Study Suggests Having More Children Could Protect Against Aging!
A recent study has found that in some circumstances, increased reproduction may protect the cells of the mother from aging. The findings were published in PLOS ONE and we summarize the results for you below.
Biological aging, which is known as senescence, refers to the steady deterioration of living tissue which is caused by the natural degradation of genetic material. According to this new study, the effect of reproduction may positively affect the process of aging by limiting the degradation of human DNA. The authors explain how telomeres were found to be longer in the participants who had had more children. Telomeres are defined as DNA particles situated at the ends of chromosomes. They act as a protective layer for the genetic information contained on the chromosome. They prevent the chromosomes from engaging in reactions with other material and becoming warped.
These telomeres slightly shorted whenever a cell divides until they are no longer able to function. As this occurs, the cells that contain these chromosomes are not able to further divide and thus cause the tissue to die. This is to say that the length of the telomere is an important marker of senescence.
In order to conduct the study, the researchers collected data from 95 Guatemalan women. All of them were from rural Kaqchikel Mayan communities. The data were first collected in 2000 as a part of the Society, Environment and Reproduction study, and it contained information about the length of the women’s telomeres. After 13 years, the researches collected genetic samples from the same group of women, before cross referencing changes in telomere length with the number of children each woman gave birth to. Unpredictably, they found out that those women who had the most children had longer telomeres.
This finding contradicts some pre-existing theories which claim that reproduction speeds up aging, since childbirth and child-rearing involve significant amounts of energy which leaves less availability for tissue maintenance. In order to explain this contradictory findings, the authors stated that the limited damage to telomeres caused by childbirth may be due to the steroid estradiol, which has an antioxidant effect, protection telomeres from the so called oxidative stress. This is possibly caused by highly sensitive molecules, known as oxygen species, even though dramatic increases in estradiol helps mitigate the negative effect of these molecules.

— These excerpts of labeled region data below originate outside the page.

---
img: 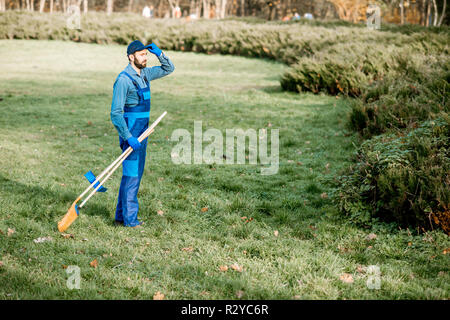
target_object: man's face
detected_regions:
[130,49,148,69]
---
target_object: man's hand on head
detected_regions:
[147,43,162,57]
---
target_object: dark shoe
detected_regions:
[131,221,144,229]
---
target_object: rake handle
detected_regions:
[79,129,154,208]
[79,111,167,208]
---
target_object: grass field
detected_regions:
[0,40,450,299]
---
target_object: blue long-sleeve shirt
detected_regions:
[111,53,175,140]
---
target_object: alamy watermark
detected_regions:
[366,266,381,290]
[366,4,381,30]
[66,266,81,290]
[66,5,81,29]
[171,121,280,175]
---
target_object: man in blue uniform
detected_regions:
[111,40,175,227]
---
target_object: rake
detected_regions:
[58,111,167,232]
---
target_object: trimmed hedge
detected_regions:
[348,53,450,138]
[333,116,450,234]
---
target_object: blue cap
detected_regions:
[127,40,151,55]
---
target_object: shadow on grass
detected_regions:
[0,174,110,221]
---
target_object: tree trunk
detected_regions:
[433,0,439,26]
[106,0,114,16]
[203,0,210,19]
[400,0,405,24]
[39,0,45,13]
[438,0,447,27]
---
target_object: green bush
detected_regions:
[332,116,450,233]
[348,53,450,138]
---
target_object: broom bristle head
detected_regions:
[58,199,79,232]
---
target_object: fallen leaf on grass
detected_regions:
[153,291,164,300]
[366,233,377,241]
[230,263,243,272]
[33,236,53,243]
[339,273,353,283]
[219,266,228,272]
[89,259,98,268]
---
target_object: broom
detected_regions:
[58,111,167,232]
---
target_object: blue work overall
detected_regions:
[116,71,150,227]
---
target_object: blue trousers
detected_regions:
[116,139,148,227]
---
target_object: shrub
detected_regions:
[348,50,450,138]
[332,116,450,233]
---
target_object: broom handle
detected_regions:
[79,129,153,208]
[75,111,167,202]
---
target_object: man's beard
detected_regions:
[134,59,147,69]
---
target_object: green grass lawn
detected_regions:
[0,40,450,299]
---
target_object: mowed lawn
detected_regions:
[0,40,450,299]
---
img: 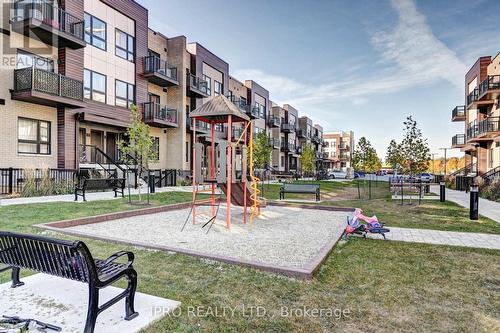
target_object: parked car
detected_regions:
[328,170,347,179]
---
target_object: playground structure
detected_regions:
[183,95,261,232]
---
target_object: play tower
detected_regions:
[188,95,260,229]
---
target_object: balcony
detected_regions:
[477,117,500,139]
[266,116,281,128]
[281,142,295,152]
[477,75,500,104]
[451,134,465,148]
[143,56,179,87]
[451,105,465,121]
[281,122,295,133]
[142,102,179,127]
[12,1,86,50]
[11,67,85,108]
[186,73,210,98]
[269,139,281,149]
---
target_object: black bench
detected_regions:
[280,183,321,201]
[75,178,125,201]
[0,231,138,333]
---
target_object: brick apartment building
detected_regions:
[324,131,354,171]
[451,53,500,177]
[0,0,326,182]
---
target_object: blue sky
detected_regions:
[139,0,500,157]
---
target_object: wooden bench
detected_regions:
[75,178,125,201]
[0,231,138,333]
[280,183,321,201]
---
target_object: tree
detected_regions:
[300,144,316,172]
[352,136,382,173]
[385,140,405,171]
[401,116,431,175]
[117,105,158,201]
[253,132,273,169]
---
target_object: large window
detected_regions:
[115,80,135,108]
[115,29,135,62]
[17,118,50,155]
[83,69,106,103]
[214,80,222,95]
[16,51,54,72]
[203,75,212,95]
[84,13,106,50]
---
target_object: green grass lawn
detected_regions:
[0,182,500,333]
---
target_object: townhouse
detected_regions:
[324,131,354,171]
[0,0,325,182]
[451,53,500,178]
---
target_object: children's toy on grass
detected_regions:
[342,208,390,239]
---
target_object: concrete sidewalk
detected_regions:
[431,185,500,223]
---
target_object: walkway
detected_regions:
[367,227,500,250]
[431,185,500,223]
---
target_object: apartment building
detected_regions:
[0,0,330,179]
[451,53,500,177]
[324,131,354,171]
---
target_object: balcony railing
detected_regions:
[186,73,208,97]
[143,102,178,127]
[12,0,86,49]
[478,75,500,98]
[12,67,83,107]
[467,88,479,106]
[478,117,500,134]
[451,134,465,147]
[144,56,179,85]
[451,105,465,121]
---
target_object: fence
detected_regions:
[0,168,75,194]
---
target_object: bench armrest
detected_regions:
[103,251,134,267]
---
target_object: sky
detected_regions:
[138,0,500,158]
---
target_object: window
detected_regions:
[17,118,50,155]
[16,51,54,72]
[214,80,222,95]
[83,69,106,103]
[84,13,106,50]
[115,29,135,62]
[203,75,212,95]
[115,80,135,108]
[152,137,160,161]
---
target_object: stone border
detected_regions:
[34,201,354,279]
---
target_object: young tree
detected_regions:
[253,132,273,169]
[401,116,431,175]
[385,140,405,172]
[299,144,316,172]
[118,105,158,201]
[352,136,382,173]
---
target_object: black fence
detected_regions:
[0,168,75,195]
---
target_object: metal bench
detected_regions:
[0,231,138,333]
[75,178,125,201]
[280,183,321,201]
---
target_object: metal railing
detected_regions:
[451,134,465,146]
[478,117,500,134]
[143,102,178,124]
[144,56,177,81]
[12,1,84,41]
[14,67,83,101]
[186,73,208,95]
[478,75,500,97]
[451,105,465,118]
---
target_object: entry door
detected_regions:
[106,132,118,162]
[90,131,104,163]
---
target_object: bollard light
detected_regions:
[469,184,479,221]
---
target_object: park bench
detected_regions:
[280,183,321,201]
[0,231,138,333]
[75,177,125,201]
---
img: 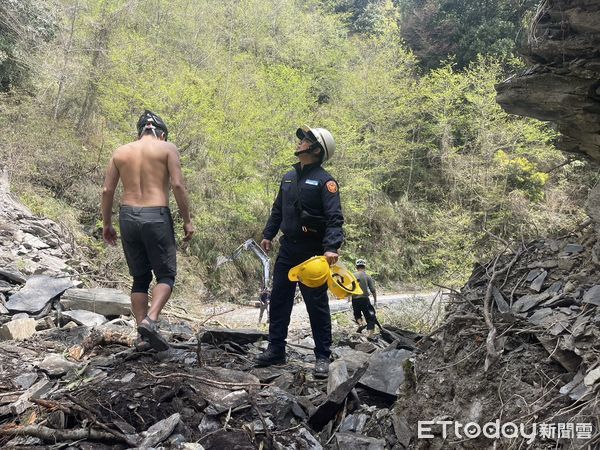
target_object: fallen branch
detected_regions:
[144,367,270,388]
[0,425,122,442]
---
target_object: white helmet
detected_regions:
[296,125,335,163]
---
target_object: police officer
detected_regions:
[256,126,344,378]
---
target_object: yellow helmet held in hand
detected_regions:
[288,256,329,288]
[327,263,363,299]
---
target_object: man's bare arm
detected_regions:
[167,148,194,241]
[102,158,119,245]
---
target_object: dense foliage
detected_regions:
[399,0,539,69]
[0,0,593,298]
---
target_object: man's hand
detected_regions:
[102,225,117,246]
[323,252,339,266]
[260,239,271,253]
[183,222,195,242]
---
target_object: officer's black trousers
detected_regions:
[269,236,331,358]
[352,297,377,330]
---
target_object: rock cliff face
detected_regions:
[496,0,600,161]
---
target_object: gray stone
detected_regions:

In addition, the researchers suggest that the social structure of their target communities may play an important role in the outcome of the study. Within Kaqchikel Mayan villages, women who have more children tend to accumulate greater social status and therefore obtain more communal assistance and welfare. Therefore, they are required to spend less energy, meaning that more energy would remain available for tissue maintenance. As a consequence, the researchers are keen to stress that the findings may not apply to all women worldwide, and are therefore calling for similar studies to be conducted in different ethnic groups, in order to confirm the accuracy of the findings.